Along with Pacific Islanders, they suffer from disproportionately high death rates and hospitalizations and low testing—but their suffering remains invisible
May 6, 2021
Headlines, health experts and policy makers rarely talk about COVID and Asian American disparities. Yet reports show that Asian Americans and Pacific Islanders (AAPIs) suffer from disproportionately high COVID death rates and hospitalizations. To make matters worse, their suffering remains largely overlooked in a form of invisible but deadly racial bias.
In an analysis of 50 million U.S. patients, Asians were most likely to die from COVID and to be hospitalized compared to white patients, according to a September 2020 report from Kaiser Family Foundation and Epic Health Research Network.
Media outlets did not flag COVID’s impact on Asian Americans.
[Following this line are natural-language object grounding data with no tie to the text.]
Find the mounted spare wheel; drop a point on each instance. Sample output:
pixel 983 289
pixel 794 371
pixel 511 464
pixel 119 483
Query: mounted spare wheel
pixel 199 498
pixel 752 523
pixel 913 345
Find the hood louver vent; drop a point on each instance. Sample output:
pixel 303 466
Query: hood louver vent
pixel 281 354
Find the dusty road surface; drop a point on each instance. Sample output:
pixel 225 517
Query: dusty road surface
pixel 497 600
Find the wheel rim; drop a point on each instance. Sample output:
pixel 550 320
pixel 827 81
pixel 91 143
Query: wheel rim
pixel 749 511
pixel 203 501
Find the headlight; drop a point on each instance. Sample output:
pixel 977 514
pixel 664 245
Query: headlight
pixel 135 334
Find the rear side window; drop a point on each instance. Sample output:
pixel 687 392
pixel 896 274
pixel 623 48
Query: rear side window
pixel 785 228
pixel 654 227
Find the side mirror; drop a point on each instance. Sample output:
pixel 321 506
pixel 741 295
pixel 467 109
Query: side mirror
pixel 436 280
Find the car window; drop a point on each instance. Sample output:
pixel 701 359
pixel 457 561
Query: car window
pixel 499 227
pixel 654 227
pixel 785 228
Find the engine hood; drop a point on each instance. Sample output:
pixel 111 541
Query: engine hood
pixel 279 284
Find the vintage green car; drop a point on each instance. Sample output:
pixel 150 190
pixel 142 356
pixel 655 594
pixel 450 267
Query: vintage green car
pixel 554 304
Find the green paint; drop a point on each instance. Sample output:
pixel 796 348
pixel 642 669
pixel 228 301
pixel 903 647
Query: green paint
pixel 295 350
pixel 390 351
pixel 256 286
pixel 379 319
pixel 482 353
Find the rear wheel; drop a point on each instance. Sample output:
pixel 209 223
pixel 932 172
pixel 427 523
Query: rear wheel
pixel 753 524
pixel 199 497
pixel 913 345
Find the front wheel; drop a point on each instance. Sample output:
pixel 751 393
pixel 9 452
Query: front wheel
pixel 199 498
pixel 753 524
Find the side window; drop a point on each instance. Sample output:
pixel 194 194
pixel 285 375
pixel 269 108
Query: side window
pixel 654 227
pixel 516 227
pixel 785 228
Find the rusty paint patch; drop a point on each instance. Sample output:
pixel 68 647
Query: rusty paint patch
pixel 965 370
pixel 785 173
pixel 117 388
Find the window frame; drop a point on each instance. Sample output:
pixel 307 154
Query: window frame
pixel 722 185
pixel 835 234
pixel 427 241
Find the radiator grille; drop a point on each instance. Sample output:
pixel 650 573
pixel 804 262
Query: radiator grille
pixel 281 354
Yet among patients who tested positive for COVID,Asians were 57 percent more likely to be hospitalized and 49 percent more likely to die compared to whites with similar sociodemographic characteristics and underlying health conditions. Hispanics were 53 percent and 30 percent more likely to be hospitalized and die compared to whites, followed by Blacks patients at 33 percent and 19 percent respectively, said the Kaiser/Epic report.
Photo credit: Bruce Yuanye Bi Getty Images
Another study of more than 85,000 patients in New York City’s public hospital system also showed high COVID death rates and hospitalizations for Asians, especially for Chinese and South Asian patients respectively.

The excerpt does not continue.